1. Request documents containing information on the nature of business transactions of the taxpayer as follows:
a) the structure of the Philippine branch or liaison office, the Home Office, other branches or more than 50% owned or controlled
subsidiaries located outside the Philippines dealing with the local branch;
b) the ownership, relationship, extent of control, directors and officers of the Philippine branch or liaison office and the Home
Office;
c) the business activity of the MNE and how it relates to the activity of the local branch or liaison office and other branches or
more than 50% owned or controlled subsidiaries dealing with the local company
2. Ascertain the mathematical accuracy and completeness of the income tax return, financial statements and supporting schedules
filed by the taxpayer.
3. Require the submission of financial statements exclusive for transactions dealing with construction and all other activities and have
a certified public accountant render an opinion as to its fairness and conformity with accepted accounting standards.

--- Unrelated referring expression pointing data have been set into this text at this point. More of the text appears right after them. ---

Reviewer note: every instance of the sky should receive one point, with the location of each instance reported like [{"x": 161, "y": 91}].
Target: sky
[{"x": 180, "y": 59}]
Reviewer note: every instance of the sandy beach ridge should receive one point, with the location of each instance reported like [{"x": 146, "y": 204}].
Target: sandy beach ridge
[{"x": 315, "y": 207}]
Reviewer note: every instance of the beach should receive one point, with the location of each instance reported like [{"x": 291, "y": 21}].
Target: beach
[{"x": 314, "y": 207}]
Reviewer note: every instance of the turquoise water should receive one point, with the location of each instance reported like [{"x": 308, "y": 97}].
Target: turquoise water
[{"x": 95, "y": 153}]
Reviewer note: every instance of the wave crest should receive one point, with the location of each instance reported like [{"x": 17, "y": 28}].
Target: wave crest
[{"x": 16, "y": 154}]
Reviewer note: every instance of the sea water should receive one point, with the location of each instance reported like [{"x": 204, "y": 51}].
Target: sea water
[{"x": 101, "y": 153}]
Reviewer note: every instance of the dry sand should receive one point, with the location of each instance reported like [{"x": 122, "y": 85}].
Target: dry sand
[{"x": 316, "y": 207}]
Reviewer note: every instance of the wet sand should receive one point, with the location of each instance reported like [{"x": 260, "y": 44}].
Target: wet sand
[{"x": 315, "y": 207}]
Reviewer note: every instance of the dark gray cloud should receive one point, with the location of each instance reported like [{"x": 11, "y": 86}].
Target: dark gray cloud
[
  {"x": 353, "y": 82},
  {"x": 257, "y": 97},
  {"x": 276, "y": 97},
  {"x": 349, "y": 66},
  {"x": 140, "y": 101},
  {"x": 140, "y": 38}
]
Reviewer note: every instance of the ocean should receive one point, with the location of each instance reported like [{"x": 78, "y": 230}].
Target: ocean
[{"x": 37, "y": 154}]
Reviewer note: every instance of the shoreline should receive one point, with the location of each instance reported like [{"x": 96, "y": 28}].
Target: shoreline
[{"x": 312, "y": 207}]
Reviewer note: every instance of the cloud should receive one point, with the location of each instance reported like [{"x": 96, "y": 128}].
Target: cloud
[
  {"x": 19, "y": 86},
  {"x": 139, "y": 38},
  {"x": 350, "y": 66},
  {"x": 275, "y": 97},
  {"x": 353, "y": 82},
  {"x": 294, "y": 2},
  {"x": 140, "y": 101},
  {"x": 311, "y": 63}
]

For solicitation/trading activities


4. Obtain a copy of the Worldwide Financial Statement duly certified by an independent public accountant of the country which issues
the financial statements and authenticated by the Philippine Embassy or Consulate situated within the country where the Home
Office of the MNE is located.
5. Verify correctness of Worldwide Operating Income and the Worldwide Sales figures against the financial statements obtained in 4
above.
6. Request for a summary of Sales to the Philippines duly certified by an independent public accountant and authenticated by the
Philippine Embassy or Consulate situated within the country where the Home Office of the MNE is located. The Sales to the
Philippine shall include the offshore portion of the local construction projects which includes the supply of machinery and
equipment.
7. Request for presentation of copies of pertinent sales invoices, bills of lading, freight and insurance coverages and other documents
to verify Sales to the Philippines, on a test sampling basis.

For construction activities


8. Review all Contracts and analyze the nature of the Contracts, the parties involved, the terms and conditions, the total contract
price, the payment and other pertinent information.
9. Determine method of accounting, whether completed contract or the percentage of completion, and check the correctness of take
up in the books of accounts.
10. Segregate the income from exempt transactions from that of taxable transactions, if applicable.
11. Determine the total contract price and composition of the project. The total contract price includes:
a. Supply of Machinery and Equipment
(Sometimes referred to as the
"offshore portion")xx
b. Supply of Labor/Civil Works
(Sometimes referred to as the
"onshore portion")xx
——
Total Contract Price xx
====
12. Verify that only the supply of local/civil works (onshore portion) is included in computation of profit/loss on local construction project.
13. Determine if costs and expenses corresponded only to the service portion of the project referred to in 11 above.
14. Be aware of charging of income and expenses by mere book entries using the branch/home office account.

For all other activities


15. Verify that all income from other activities are included as part of the gross income
16. Ensure that only expenses related to the activities above are included in the determination of the net income.

VI. Effectivity
This Order shall take effect immediately.